When a can-do town can’t find middle-class jobs
Amy Goldstein’s Janesville, the story of a Wisconsin town that lost its General Motors factory, isn’t just “decline porn,” writes J.D. Vance in The Book of Jobs in Commentary. Goldstein, a Puliter Prize-winning Washington Post reporter, frames the book as the story of “what happens when a community with a can-do spirit tries to pick itself back up.”
Set in the Wisconsin hometown of House Speaker Paul Ryan, the book follows “chronicles the efforts of officeholders, laid-off workers, families, local businesspeople, community-college leaders, and government officials to rebuild their lives and their hometown” in the five years after the 2008 factory closure, writes Vance, the author of Hillbilly Elegy.
Blackhawk Community College received funding to retrain laid-off workers. Some found new jobs, but at much lower pay than they’d earned at GM.
Working poverty is becoming the “new normal” in Janesville writes Joshua Rothman in the New Yorker. “Unemployment is low—just four per cent—but the jobs that are available don’t pay well, and the standard of living has declined.”

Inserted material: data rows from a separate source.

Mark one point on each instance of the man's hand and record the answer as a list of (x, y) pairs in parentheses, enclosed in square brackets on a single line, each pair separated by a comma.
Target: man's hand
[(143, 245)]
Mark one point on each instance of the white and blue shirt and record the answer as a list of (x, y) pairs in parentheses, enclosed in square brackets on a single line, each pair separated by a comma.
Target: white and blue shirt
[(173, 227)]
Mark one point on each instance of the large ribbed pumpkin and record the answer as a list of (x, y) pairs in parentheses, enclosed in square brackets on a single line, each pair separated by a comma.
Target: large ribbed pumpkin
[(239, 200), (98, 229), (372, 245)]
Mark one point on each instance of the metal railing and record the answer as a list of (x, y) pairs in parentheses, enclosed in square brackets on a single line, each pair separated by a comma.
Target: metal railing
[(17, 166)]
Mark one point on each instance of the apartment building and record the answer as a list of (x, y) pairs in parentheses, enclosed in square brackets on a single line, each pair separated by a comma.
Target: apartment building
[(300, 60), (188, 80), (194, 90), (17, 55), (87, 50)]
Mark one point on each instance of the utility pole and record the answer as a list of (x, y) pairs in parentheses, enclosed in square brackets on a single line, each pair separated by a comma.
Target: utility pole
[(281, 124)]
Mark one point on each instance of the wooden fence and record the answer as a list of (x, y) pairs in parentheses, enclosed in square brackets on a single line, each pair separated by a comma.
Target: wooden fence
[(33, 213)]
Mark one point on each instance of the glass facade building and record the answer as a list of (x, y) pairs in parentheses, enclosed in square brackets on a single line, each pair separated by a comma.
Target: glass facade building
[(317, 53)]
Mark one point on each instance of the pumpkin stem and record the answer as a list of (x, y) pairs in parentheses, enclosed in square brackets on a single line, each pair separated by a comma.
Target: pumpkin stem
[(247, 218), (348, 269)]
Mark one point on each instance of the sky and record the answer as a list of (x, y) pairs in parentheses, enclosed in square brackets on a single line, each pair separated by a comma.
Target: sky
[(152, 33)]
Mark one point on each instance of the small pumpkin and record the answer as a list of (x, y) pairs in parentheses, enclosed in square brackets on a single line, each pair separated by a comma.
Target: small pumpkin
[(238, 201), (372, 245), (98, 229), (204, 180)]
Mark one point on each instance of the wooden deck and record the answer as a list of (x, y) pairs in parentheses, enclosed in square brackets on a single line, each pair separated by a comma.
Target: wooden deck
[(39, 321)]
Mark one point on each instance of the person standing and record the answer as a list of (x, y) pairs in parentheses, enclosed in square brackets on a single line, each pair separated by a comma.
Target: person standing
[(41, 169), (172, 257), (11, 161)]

Working with Wisconsin-based economists, Goldstein analyzed job-training programs in the counties around Janesville. She found workers who retrain are “less likely to get jobs than those who don’t,” writes Rothman. “Even when they do find work, most retrained workers earn less than their untutored peers.” He concludes: Job training programs “are appealing mainly because they let politicians tell a hopeful story during a dark time.”